И с этим не поспоришь. Слово Давида Ревазова – закон.
– Значит, я познакомлюсь с мачехой? – усмехаюсь, предвкушая «сюрприз», который я устрою Вике.
Она в обморок упадет от ужаса – дрожащая, слабая птичка.
– Хм, Ратмир, ты ее не обижай – Вику-то, – дед выговаривает строго и чуть смущенно, сам стесняясь неожиданной мягкости, к которой никто не привык – тем более он сам. – Она неплохая, в общем-то, девчонка. Молодая совсем, глупая. Картинки малюет, художничает.

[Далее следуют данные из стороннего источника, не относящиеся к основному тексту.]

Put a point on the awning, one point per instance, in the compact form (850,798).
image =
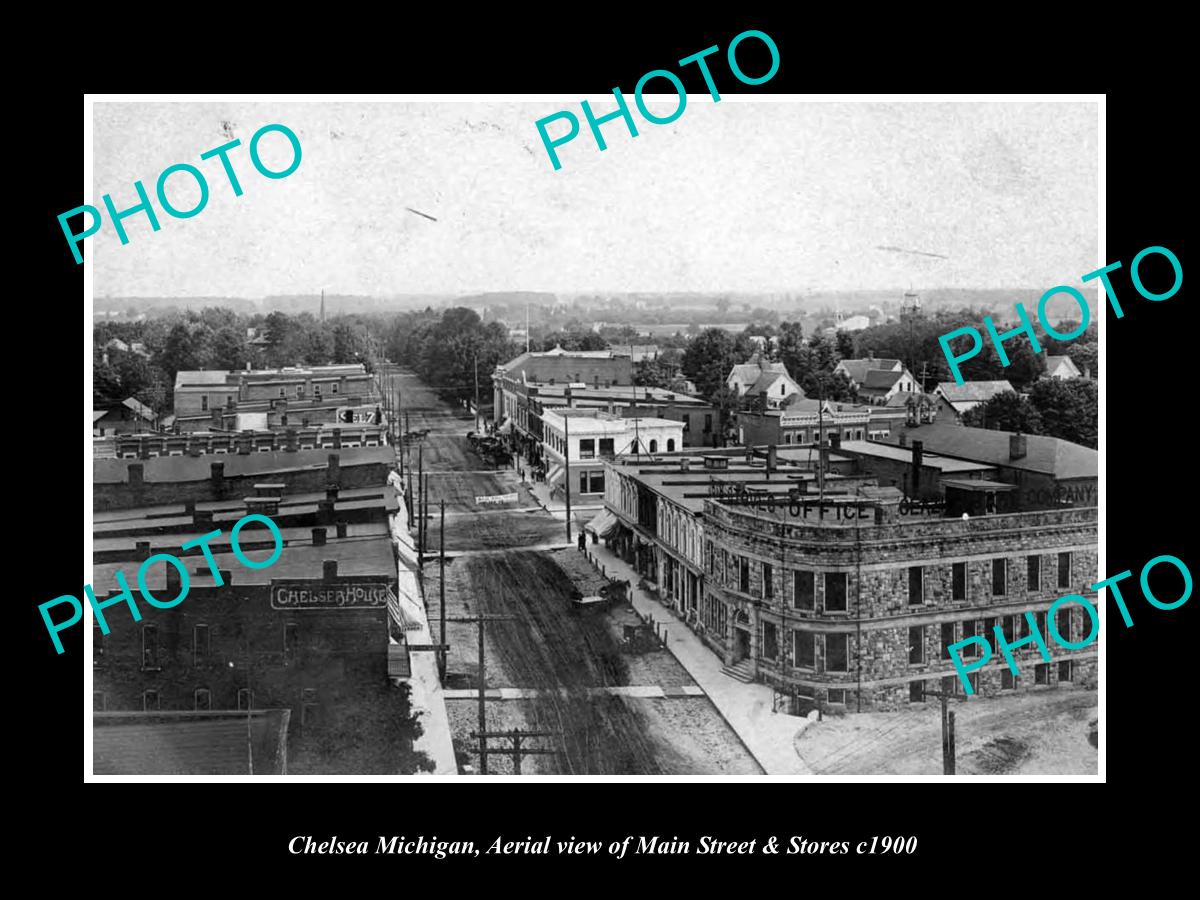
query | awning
(603,525)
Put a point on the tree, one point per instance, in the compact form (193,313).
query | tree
(1068,408)
(1006,412)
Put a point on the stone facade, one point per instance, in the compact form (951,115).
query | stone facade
(847,639)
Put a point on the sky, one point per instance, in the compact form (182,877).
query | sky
(732,196)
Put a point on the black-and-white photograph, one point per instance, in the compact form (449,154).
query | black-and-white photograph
(431,442)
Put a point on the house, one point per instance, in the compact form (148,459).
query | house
(127,418)
(769,381)
(954,400)
(882,384)
(1061,367)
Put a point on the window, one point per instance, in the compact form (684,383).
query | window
(959,581)
(803,589)
(199,645)
(1065,570)
(969,630)
(150,648)
(804,647)
(291,641)
(917,647)
(999,577)
(769,641)
(837,652)
(1033,573)
(835,592)
(947,639)
(916,586)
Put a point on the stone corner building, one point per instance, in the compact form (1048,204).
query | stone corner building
(857,611)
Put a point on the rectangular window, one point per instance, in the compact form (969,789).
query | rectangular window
(916,646)
(803,589)
(959,579)
(769,641)
(835,592)
(199,645)
(837,653)
(947,639)
(999,577)
(150,648)
(804,649)
(916,586)
(1065,570)
(969,630)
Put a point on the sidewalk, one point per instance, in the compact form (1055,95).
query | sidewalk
(768,736)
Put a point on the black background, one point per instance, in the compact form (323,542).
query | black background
(971,827)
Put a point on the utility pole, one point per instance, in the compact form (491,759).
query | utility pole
(567,432)
(442,588)
(483,711)
(516,736)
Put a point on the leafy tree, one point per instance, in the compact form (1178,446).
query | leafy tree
(1006,412)
(1068,408)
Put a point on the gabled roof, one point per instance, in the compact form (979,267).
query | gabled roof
(972,391)
(139,408)
(857,369)
(1053,456)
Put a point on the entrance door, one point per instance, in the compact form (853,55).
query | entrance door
(741,645)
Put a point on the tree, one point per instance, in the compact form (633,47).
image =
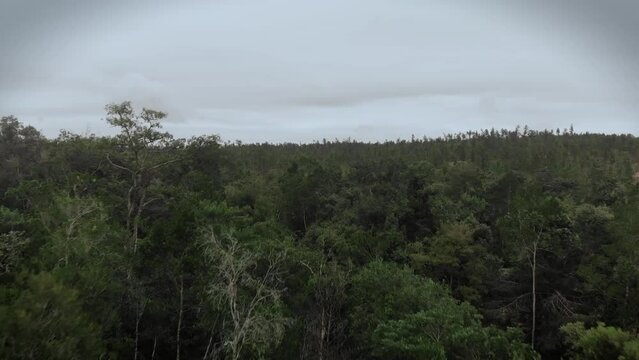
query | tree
(46,321)
(398,315)
(143,150)
(248,289)
(600,342)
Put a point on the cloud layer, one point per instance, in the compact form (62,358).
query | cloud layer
(284,70)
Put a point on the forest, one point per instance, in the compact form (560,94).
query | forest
(491,244)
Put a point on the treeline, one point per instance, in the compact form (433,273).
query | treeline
(484,245)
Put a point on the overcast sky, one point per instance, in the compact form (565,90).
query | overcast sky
(302,70)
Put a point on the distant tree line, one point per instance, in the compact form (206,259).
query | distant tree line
(494,244)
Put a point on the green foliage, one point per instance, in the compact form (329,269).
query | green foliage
(455,247)
(600,342)
(46,321)
(403,316)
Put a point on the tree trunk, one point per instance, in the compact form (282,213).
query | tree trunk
(534,295)
(179,329)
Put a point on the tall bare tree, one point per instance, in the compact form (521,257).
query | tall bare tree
(247,287)
(142,147)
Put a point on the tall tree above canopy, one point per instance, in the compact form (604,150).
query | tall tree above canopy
(143,149)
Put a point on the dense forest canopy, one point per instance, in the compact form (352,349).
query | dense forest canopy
(509,244)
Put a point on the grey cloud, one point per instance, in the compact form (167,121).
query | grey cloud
(286,69)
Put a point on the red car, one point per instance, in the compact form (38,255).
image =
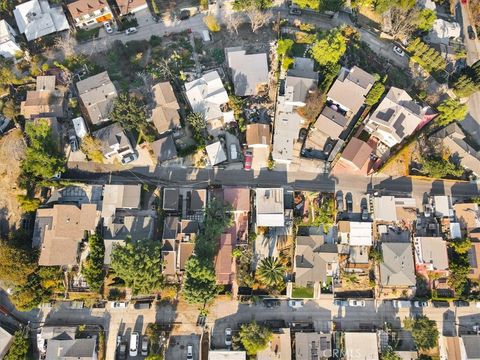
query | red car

Изо всех сил сжимаю губы, чтобы злые слова не вырвались: как-же, хорошая девочка! Увела отца от мамы, а затем изменила ему с первым встречным.
Просто идеал!
– Я буду паинькой, – произношу то, что хочет услышать дед.
И, разумеется, это ложь.
Вот только как мне поступить: рассказать ли отцу, разрушив его жизнь? Пусть возвращается к матери, раз она так любит его и ноги мыть готова.
Или придумать что-нибудь еще?
Рассказать я всегда успею.
– Ладно, дед, мне пора, – поднимаюсь из мягкого, низкого и жутко неудобного кресла, и дед тоже встает, опираясь на любимую трость с набалдашником в виде головы тигра. – Скоро бой, нужно готовиться.
– Куда уж дальше готовиться – вон, в синяках весь, – ворчит он для вида, но я понимаю – гордится. Видно это: по довольно прищуренным глазам, и уголкам губ, приподнятым в невидимой улыбке. – А еще чемпион! Позволил так себя отделать, тоже мне.
– Так я от ударов, как девка, не бегаю, – смеюсь, вспоминая последний показательный бой. – Дед, от ударов нужно защищаться, и бить сильнее. В этом я лучший.
– Чемпион, – соглашается дед удовлетворенно. – Весь в меня.
Скорее всего, в тебя.
Главное, чтобы не в отца.
***
ВИКА
– Разве ты не должна быть в клинике?
Отец обнимает, и я вдыхаю родной с детства запах.
Как же хорошо дома. Раньше меня раздражали массивные чехословацкие шкафы, обои в неизменный цветочек и ковер на стене в комнате родителей, который я не могла уговорить их снять.
А сейчас все это представляется таким любимым.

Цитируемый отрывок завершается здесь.